Cheryl, een man van 38 jaar, woont in een woongroep van een zorginstelling. Hij is licht verstandelijk beperkt en is met een rechtelijke machtiging onvrijwillig opgenomen in deze instelling. Cheryl woont al vier jaar op de huidige groep. Omdat de rechter toestemming voor de opname gegeven heeft, moet Cheryl hier tegen zijn zin blijven. Hij voelt zich opgesloten.
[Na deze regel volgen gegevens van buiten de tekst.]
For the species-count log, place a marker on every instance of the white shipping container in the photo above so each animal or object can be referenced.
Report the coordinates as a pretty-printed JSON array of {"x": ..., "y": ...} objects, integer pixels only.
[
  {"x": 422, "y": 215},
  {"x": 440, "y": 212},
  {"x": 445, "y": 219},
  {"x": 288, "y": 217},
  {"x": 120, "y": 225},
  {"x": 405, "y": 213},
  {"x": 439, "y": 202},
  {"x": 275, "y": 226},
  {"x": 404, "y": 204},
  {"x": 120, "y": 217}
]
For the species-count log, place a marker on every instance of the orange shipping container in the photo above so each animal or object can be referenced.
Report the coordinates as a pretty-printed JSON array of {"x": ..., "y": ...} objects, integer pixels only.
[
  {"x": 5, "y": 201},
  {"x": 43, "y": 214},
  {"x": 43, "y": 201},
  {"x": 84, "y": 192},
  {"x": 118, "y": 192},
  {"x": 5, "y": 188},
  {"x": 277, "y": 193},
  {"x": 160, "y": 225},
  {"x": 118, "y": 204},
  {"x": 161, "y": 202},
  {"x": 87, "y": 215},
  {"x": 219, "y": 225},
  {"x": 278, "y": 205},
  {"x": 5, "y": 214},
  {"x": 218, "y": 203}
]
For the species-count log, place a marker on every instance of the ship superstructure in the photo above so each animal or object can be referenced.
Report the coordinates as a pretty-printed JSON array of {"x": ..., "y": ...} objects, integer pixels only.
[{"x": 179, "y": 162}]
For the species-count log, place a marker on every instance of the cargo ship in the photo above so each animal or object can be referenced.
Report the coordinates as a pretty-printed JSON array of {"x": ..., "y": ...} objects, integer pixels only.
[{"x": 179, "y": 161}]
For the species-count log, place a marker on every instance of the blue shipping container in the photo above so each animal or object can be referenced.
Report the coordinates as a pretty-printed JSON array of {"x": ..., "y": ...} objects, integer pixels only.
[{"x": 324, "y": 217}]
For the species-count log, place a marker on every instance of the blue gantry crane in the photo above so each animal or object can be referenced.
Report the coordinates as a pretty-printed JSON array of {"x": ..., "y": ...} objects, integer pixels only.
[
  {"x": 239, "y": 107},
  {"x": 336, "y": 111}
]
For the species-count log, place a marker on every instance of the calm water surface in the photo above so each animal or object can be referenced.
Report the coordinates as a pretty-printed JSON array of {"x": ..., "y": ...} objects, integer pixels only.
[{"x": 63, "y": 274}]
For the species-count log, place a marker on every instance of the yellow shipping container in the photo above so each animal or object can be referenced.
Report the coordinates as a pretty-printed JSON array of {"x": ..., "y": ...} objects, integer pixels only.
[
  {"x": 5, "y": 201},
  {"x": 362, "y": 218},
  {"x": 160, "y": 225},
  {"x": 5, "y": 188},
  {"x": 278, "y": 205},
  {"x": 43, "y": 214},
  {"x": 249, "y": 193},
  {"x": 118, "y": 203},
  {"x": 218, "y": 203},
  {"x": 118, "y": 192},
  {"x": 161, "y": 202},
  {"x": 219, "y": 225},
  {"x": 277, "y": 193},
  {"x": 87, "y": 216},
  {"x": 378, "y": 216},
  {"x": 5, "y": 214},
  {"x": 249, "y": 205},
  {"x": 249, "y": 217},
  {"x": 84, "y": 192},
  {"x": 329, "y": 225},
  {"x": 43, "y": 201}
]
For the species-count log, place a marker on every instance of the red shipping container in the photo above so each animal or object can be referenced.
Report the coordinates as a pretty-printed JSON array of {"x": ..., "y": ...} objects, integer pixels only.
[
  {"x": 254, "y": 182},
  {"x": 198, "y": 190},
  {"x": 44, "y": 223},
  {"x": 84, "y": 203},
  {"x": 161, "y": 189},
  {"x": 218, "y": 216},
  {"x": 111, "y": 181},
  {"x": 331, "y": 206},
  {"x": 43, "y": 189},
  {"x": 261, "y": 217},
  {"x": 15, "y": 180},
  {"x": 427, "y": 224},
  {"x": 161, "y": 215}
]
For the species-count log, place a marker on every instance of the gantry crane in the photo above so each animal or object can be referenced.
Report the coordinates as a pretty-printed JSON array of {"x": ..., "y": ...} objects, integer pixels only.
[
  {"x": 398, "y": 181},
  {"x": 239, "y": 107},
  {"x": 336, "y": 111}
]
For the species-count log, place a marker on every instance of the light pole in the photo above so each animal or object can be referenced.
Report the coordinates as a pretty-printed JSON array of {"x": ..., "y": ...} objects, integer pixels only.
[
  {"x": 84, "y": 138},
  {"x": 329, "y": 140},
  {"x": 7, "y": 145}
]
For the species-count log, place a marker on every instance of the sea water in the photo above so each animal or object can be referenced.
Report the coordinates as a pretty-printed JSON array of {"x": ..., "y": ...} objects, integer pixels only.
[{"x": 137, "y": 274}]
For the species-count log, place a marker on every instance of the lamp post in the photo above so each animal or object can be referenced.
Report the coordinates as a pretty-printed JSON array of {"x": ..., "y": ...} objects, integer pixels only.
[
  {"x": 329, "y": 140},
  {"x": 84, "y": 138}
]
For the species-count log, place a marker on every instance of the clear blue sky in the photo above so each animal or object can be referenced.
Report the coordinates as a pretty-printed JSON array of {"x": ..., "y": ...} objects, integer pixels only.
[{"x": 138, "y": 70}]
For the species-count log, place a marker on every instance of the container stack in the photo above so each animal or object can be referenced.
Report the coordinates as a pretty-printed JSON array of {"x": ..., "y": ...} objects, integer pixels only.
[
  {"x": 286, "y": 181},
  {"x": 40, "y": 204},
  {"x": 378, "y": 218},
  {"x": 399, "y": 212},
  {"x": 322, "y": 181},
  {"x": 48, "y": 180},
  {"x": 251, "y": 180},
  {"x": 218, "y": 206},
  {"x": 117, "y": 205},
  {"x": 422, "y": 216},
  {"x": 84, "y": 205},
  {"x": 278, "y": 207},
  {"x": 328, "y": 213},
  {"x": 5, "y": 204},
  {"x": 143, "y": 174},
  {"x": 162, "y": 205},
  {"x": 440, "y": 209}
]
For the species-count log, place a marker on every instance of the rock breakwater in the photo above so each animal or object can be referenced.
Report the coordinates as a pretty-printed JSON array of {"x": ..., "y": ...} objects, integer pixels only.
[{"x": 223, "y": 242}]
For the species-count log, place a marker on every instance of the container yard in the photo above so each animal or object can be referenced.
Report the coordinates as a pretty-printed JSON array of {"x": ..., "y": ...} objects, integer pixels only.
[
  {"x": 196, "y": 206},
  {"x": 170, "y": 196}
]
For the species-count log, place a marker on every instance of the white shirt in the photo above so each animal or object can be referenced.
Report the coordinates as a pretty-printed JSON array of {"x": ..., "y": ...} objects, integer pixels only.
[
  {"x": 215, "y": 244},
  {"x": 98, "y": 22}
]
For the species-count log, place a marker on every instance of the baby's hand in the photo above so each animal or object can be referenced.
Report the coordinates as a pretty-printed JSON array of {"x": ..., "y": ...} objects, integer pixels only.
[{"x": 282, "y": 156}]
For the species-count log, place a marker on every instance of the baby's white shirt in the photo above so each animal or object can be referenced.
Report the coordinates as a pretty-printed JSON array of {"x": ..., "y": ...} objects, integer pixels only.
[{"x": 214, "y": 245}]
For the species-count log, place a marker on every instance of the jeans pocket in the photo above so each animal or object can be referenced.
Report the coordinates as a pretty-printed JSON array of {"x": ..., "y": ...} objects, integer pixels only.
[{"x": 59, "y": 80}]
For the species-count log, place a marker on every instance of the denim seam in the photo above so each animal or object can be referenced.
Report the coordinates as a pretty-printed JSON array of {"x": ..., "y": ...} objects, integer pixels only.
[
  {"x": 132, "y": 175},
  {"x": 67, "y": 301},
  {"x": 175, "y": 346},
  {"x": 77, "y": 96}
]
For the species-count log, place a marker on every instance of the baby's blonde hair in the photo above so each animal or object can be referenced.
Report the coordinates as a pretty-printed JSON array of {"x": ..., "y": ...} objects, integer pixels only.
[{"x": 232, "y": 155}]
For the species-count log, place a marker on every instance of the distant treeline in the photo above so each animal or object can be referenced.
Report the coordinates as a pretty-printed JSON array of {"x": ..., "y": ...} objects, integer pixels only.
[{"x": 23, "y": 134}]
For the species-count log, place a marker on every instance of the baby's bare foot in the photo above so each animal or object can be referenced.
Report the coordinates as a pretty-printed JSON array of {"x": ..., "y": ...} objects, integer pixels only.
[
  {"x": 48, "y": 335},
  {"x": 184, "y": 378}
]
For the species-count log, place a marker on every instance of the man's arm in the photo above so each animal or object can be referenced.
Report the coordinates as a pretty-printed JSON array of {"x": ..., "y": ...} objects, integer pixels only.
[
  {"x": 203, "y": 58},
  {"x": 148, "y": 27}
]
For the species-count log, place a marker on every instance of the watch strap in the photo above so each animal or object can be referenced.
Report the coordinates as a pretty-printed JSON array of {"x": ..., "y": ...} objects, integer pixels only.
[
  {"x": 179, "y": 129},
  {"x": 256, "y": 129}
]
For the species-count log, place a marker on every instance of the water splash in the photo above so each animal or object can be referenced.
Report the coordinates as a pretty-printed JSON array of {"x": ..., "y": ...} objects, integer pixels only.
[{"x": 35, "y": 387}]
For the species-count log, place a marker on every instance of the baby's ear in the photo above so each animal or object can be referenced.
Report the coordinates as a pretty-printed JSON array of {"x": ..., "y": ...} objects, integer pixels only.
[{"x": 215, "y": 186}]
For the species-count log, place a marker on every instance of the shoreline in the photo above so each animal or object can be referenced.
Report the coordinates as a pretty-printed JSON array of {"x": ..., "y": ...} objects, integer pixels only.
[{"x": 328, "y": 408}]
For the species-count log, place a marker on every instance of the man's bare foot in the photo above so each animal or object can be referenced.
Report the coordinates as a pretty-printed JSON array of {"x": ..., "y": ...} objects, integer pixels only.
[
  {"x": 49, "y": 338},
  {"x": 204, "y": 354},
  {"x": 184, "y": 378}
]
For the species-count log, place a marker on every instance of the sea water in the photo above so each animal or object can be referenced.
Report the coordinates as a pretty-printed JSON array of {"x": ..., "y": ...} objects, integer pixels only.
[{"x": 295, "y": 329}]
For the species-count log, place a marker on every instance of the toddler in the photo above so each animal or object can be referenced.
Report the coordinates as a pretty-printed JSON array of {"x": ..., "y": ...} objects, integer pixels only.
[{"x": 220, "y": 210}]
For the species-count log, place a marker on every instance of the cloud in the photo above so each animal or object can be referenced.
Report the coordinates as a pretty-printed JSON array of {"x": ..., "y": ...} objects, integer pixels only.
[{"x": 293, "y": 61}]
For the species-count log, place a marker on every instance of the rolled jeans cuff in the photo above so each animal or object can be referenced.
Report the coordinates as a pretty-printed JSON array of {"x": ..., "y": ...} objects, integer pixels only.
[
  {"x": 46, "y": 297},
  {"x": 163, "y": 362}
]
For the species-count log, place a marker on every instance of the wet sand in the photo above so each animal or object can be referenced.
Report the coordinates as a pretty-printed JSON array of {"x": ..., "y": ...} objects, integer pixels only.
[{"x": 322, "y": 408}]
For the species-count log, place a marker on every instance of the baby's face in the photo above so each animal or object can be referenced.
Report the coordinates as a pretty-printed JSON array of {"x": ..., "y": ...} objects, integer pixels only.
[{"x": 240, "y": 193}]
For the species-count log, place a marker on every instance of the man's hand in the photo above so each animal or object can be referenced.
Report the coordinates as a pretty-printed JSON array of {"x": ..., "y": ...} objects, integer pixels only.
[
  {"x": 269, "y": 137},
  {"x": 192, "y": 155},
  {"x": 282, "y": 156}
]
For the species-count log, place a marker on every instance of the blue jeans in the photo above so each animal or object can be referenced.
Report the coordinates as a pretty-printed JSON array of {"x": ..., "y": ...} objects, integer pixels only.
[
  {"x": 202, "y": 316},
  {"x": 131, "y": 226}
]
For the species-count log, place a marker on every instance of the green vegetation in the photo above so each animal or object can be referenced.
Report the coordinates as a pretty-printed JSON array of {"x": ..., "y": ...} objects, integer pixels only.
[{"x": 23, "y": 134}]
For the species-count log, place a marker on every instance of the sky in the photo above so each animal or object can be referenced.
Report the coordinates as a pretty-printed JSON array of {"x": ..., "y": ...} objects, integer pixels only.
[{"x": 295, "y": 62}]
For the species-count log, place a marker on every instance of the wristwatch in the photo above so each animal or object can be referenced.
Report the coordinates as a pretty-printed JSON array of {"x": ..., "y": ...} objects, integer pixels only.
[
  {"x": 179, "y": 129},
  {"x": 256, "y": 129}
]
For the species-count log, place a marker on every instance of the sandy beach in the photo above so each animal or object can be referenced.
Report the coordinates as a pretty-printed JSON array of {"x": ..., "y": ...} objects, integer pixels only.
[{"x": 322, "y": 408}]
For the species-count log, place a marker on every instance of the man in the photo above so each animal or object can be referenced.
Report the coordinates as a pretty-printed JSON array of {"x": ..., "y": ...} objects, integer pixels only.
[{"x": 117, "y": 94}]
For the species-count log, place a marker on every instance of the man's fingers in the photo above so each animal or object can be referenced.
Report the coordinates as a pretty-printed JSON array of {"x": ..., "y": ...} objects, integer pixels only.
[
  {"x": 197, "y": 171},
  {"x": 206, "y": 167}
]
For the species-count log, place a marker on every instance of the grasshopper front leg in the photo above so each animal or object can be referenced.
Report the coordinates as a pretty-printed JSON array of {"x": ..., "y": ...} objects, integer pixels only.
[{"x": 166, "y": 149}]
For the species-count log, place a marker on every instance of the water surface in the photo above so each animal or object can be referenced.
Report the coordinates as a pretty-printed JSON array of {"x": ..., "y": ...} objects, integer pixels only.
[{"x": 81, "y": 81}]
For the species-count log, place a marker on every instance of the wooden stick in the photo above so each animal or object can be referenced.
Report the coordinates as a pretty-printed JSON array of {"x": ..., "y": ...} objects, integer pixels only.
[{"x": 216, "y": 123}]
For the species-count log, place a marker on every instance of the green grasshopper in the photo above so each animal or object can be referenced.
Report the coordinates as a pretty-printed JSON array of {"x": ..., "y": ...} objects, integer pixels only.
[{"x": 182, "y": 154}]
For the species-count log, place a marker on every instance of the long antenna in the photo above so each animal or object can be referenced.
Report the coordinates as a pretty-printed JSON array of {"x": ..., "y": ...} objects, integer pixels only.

Cheryl neemt contact op met een cliëntenvertrouwenspersoon, want hij wil veel en mag maar weinig. Hij wil zijn familie kunnen bezoeken, naar buiten om zelfstandig een stukje te lopen, zinvolle dagbesteding, zijn eigen telefoon vaker gebruiken, een laptop, inzage in zijn eigen financiën en daarin ook eigen keuzes kunnen maken. En hij heeft een verhuiswens. Hij wil dichter bij zijn geboorteplaats en dichter bij zijn familie wonen.
De cliëntenvertrouwenspersoon is een aantal keren samen met Cheryl in gesprek gegaan met de zorgverleners met wie hij te maken heeft: de gedragsdeskundige, begeleider en manager. Het doel van deze gesprekken was om de wensen van de Cheryl duidelijk te maken en tot afspraken te komen. De cliëntenvertrouwenspersoon staat naast Cheryl in dit proces en is vooral de stemversterker van hem: zij ondersteunt hem en zorgt dat de onderwerpen besproken worden en dat er antwoord komt.
Inmiddels mag de Cheryl een aantal keren per week zelfstandig naar buiten. Hij kan zijn mobiele telefoon en laptop gebruiken wanneer hij dat wil en hij heeft inzicht in zijn financiën. Stap voor stap bereiken we steeds iets meer.